To ensure all of Holloman’s F-22s are operationally ready at a moment’s notice, crew chiefs routinely work 12 or more hour shifts.
“They’re in three hours before the first scheduled takeoff, so if takeoff time is [6 a.m.] they’re here for roll call at [3 a.m.],” said Chief Master Sgt. Kimberly Gaines, 7th AMU superintendent. “They don’t get to leave to go to lunch, and even the guys who are on meal cards will get boxed lunches from the flight kitchen. The only time they get to eat is in between jobs.”
Because they put in so many hours, they may sometimes be overlooked, Mattingly said.
“I think the amount of work they do is not put out there enough,” he said. “A lot of times we forget their importance because they make the job look easy. But when you look at a jet, you’ll have two names on it -- on one side is the pilot’s name and on the other side is the name of the dedicated crew chief. There is a ton of responsibility that comes with the job title.”
Often times the relationship between operator and maintainer can be arduous, but at Holloman, that relationship is exceptional, Nance said.
“I think there is a deep mutual respect between our pilots and crew chiefs,” Mattingly explained. “Every time a pilot gets in the jet, they are essentially putting their lives in the crew chief’s hands. Pilots put a lot of trust and faith in our maintainers in general, and in return we maintainers trust and respect the position our pilots are in.”
And with that trust and respect, Nance said crew chiefs also embrace the responsibility bestowed upon them.
“Because of the level of responsibility laid upon them, crew chiefs are a very proud bunch,” Nance said. “For me it has always been about three primary areas -- attitude, effort and reputation.
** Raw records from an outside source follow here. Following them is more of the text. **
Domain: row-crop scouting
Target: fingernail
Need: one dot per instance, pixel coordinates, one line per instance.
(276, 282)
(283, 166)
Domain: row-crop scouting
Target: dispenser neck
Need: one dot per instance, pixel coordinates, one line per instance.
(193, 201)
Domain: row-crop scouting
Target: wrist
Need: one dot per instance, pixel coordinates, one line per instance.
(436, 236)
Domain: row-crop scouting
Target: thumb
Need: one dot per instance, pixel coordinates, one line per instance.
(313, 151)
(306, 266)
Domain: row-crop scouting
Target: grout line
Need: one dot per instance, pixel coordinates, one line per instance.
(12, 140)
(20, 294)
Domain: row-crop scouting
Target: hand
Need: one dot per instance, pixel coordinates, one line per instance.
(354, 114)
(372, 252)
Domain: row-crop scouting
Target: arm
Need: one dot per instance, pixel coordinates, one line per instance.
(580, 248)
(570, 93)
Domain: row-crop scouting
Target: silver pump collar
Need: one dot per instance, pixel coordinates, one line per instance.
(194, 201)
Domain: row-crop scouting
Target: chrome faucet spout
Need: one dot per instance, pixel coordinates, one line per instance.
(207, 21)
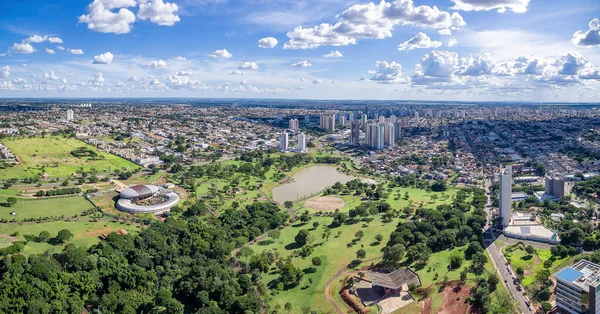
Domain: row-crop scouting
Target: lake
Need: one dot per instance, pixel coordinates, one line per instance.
(308, 181)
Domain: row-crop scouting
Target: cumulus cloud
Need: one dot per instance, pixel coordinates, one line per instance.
(302, 64)
(22, 48)
(371, 21)
(104, 58)
(517, 6)
(420, 41)
(249, 65)
(158, 12)
(333, 54)
(591, 37)
(388, 73)
(222, 53)
(55, 40)
(5, 73)
(101, 18)
(157, 64)
(267, 42)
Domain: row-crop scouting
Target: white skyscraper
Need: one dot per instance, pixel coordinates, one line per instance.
(505, 194)
(69, 115)
(283, 142)
(301, 142)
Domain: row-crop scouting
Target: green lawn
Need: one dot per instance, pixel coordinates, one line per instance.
(531, 264)
(335, 254)
(85, 233)
(53, 207)
(54, 153)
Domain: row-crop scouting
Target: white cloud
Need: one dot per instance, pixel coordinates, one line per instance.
(104, 58)
(591, 37)
(50, 76)
(248, 65)
(517, 6)
(101, 18)
(267, 42)
(157, 64)
(55, 40)
(388, 73)
(23, 48)
(420, 41)
(302, 64)
(371, 21)
(222, 53)
(158, 12)
(333, 54)
(5, 73)
(98, 80)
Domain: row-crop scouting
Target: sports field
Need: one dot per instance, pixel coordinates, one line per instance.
(54, 154)
(52, 207)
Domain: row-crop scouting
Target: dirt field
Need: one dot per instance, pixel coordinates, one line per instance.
(451, 304)
(325, 203)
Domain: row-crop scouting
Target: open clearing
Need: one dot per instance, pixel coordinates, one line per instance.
(50, 207)
(54, 153)
(325, 203)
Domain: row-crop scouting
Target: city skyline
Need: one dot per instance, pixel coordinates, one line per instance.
(396, 50)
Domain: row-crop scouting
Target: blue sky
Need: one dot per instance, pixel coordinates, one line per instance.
(530, 50)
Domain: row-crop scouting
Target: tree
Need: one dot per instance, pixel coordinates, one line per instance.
(64, 235)
(546, 307)
(302, 237)
(11, 201)
(316, 261)
(393, 255)
(456, 259)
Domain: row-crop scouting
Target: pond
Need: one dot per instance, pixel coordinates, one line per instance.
(308, 181)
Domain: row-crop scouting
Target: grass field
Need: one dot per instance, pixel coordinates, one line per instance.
(54, 153)
(85, 233)
(335, 254)
(53, 207)
(517, 257)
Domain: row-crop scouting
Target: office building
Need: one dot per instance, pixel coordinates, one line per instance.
(578, 288)
(555, 186)
(354, 132)
(283, 142)
(294, 125)
(505, 195)
(301, 142)
(69, 115)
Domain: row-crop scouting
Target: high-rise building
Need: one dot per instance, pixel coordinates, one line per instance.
(294, 125)
(70, 115)
(578, 288)
(555, 186)
(301, 142)
(388, 136)
(283, 142)
(505, 194)
(354, 132)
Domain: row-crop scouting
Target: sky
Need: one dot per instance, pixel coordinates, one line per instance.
(487, 50)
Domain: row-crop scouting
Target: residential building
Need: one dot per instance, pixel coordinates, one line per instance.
(505, 195)
(578, 288)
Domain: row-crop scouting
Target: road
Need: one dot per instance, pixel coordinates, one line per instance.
(500, 263)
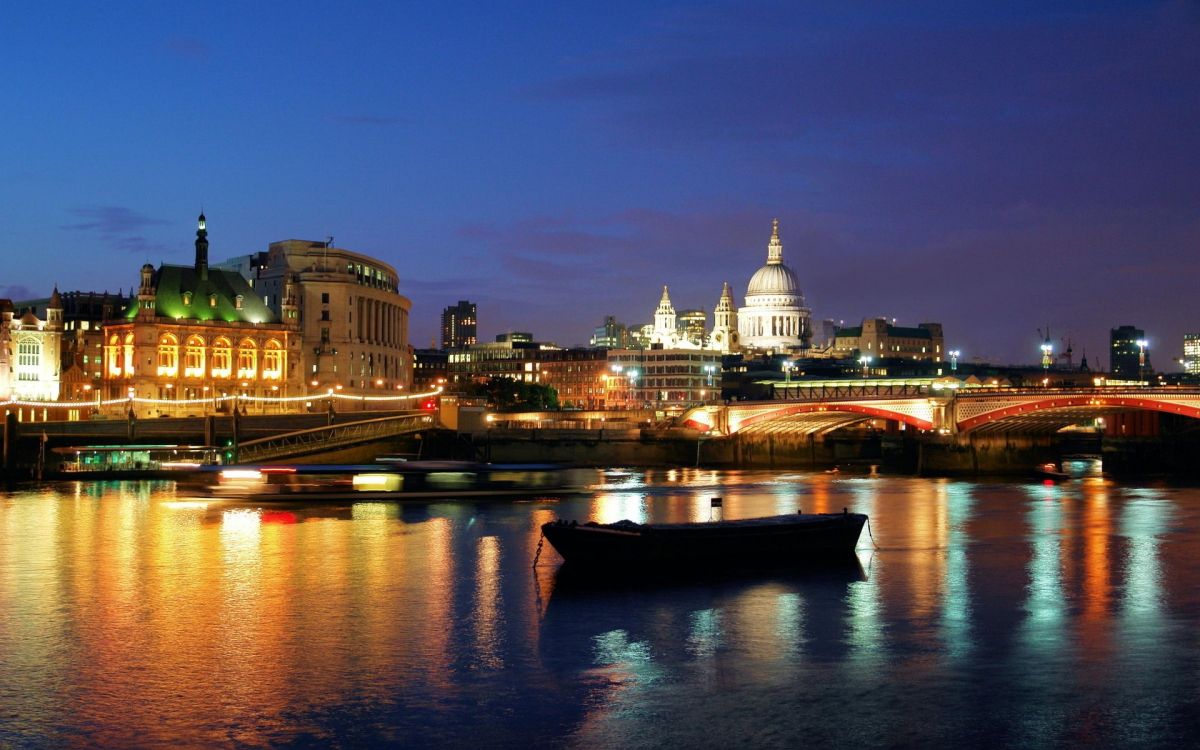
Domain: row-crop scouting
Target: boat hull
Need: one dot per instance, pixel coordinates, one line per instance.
(780, 539)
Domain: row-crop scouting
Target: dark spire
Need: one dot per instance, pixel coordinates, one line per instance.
(202, 247)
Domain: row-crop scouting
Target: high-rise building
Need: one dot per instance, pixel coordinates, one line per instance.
(611, 335)
(459, 325)
(1129, 354)
(353, 319)
(1192, 353)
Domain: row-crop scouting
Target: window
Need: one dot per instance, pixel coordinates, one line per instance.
(221, 357)
(247, 359)
(273, 360)
(168, 355)
(127, 354)
(112, 353)
(193, 358)
(29, 359)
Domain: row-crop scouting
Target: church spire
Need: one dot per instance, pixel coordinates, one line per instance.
(202, 247)
(775, 247)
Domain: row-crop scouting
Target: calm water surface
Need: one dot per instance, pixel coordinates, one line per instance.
(990, 615)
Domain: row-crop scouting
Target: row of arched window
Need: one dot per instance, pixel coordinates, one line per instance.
(199, 359)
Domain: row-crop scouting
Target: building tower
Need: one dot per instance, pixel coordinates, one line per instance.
(664, 319)
(459, 325)
(202, 247)
(774, 317)
(1129, 354)
(725, 323)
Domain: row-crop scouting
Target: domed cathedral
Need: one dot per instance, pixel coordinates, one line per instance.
(774, 317)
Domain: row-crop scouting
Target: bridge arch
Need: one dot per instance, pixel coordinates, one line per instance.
(861, 409)
(1081, 405)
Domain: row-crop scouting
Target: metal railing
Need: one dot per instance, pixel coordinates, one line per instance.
(331, 436)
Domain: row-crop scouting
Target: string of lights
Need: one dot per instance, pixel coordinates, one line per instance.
(245, 397)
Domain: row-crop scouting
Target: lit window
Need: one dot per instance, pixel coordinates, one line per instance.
(221, 357)
(193, 358)
(247, 359)
(273, 360)
(127, 354)
(168, 355)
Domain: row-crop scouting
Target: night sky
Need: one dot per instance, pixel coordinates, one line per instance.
(995, 167)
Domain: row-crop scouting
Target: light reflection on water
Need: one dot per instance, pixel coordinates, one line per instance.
(1032, 615)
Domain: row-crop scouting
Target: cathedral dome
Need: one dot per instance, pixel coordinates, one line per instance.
(773, 279)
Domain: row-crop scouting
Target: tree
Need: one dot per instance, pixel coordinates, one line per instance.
(509, 395)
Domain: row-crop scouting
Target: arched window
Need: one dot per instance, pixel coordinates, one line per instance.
(113, 355)
(273, 360)
(29, 358)
(222, 357)
(247, 359)
(168, 355)
(193, 358)
(127, 355)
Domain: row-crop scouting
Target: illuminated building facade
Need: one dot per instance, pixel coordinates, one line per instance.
(197, 334)
(459, 325)
(352, 318)
(577, 375)
(774, 317)
(31, 352)
(1192, 353)
(429, 370)
(663, 378)
(1129, 354)
(880, 340)
(83, 337)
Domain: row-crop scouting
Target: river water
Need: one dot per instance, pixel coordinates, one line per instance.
(983, 615)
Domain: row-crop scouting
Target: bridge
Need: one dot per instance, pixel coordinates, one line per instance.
(253, 438)
(937, 406)
(333, 437)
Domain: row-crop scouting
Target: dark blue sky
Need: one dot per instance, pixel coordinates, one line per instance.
(996, 167)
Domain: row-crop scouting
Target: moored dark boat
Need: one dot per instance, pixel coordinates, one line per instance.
(771, 540)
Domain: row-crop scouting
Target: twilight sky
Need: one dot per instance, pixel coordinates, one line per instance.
(995, 167)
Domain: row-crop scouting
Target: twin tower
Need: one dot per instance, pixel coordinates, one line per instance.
(773, 319)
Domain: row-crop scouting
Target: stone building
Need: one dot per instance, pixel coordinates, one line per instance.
(774, 317)
(353, 322)
(197, 334)
(31, 352)
(880, 340)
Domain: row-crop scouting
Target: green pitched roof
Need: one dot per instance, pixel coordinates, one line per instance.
(172, 282)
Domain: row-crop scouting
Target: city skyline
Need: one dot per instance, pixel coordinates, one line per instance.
(563, 165)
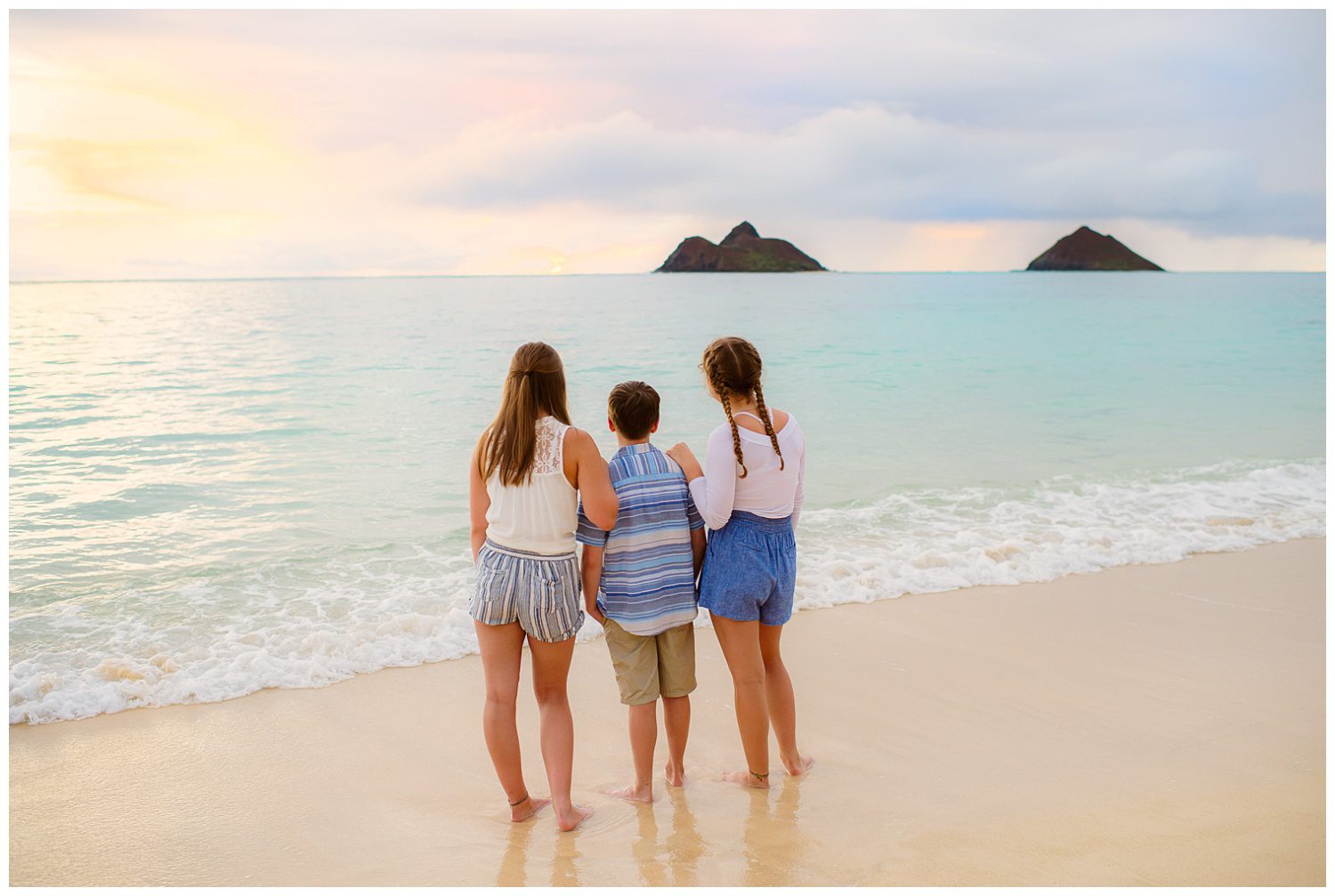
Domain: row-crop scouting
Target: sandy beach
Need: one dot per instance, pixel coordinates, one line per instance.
(1142, 725)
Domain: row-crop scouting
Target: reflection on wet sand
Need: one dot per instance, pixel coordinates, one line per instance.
(520, 850)
(645, 848)
(563, 861)
(513, 871)
(684, 843)
(772, 837)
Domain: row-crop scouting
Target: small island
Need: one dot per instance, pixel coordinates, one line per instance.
(742, 250)
(1088, 250)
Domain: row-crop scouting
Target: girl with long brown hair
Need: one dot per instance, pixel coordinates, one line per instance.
(529, 472)
(750, 501)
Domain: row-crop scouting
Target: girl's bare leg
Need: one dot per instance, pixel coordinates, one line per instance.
(741, 650)
(501, 653)
(550, 669)
(779, 693)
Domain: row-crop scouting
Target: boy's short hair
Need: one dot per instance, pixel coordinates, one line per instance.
(633, 408)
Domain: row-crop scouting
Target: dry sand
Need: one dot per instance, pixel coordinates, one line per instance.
(1142, 725)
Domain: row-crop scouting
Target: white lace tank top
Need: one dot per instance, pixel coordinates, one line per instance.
(538, 516)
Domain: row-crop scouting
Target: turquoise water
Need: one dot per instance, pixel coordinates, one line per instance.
(221, 487)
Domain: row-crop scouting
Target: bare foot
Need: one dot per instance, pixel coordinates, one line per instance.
(635, 792)
(673, 773)
(526, 810)
(571, 820)
(747, 779)
(798, 765)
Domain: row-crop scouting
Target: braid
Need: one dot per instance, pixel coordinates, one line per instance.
(728, 410)
(769, 426)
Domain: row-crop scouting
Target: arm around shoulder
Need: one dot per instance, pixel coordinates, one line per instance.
(595, 492)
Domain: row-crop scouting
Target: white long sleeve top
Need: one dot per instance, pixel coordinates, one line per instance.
(766, 490)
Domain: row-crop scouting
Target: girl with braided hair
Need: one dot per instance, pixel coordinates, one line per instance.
(750, 501)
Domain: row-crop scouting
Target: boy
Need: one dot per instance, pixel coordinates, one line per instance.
(645, 569)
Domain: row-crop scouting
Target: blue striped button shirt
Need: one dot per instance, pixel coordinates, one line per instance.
(648, 580)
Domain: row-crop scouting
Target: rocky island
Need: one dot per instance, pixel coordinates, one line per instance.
(1088, 250)
(741, 250)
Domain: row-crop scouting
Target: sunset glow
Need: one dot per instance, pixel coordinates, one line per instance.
(298, 143)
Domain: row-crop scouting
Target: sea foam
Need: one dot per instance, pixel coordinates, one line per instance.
(304, 624)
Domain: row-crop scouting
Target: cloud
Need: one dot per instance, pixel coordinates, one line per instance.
(425, 141)
(862, 162)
My entire team out there is maintaining a good attitude, their level of effort is where it needs to be, and in return, we have a solid reputation that lets our leadership know that if they call upon us, we’re ready!”
For Nance, attitude, effort and reputation will pay off during the upcoming ORE and in his troops’ future areas of responsibility.
“Having been an AOR squadron commander, every day the focus was on ensure the air tasking order was met,” Nance said. “Having seen how this works in a combat zone, where it matters the most, and now getting to rehearse it here, there is no doubt in my mind as to the value of exercises in maintaining our sharp edge.”
“I think Col. Krumm (49th WG commander) is exactly right when he said, ‘OREs are not popular because they’re tough, but we do the tough things to make us better,’” Nance said. “That’s where we get our pride, is in knowing that when the boss says, ‘49th AMXS -- time to generate some Raptors. Are you ready to go?’ I can look him in the eye and say, ‘Yes, we are ready. We’re ready to answer our nation’s call.’”
During OREs and real-world combat situations a crew chief may be asked to take on a significant workload, Wollerton said, but that’s what a good crew chief looks forward to and they rise to the challenge every time.
“It takes dedication, integrity and toughness to be a good crew chief, because a lot of the time we have it pretty rough,” he said. “Occasionally we get a break and we take advantage of it. We work hard, we get dirty, and put in a lot of hours, but nothing can take away that feeling you get when you see your aircraft -- with your name on the side -- take to the sky and put bombs on target. It makes it all worth it.”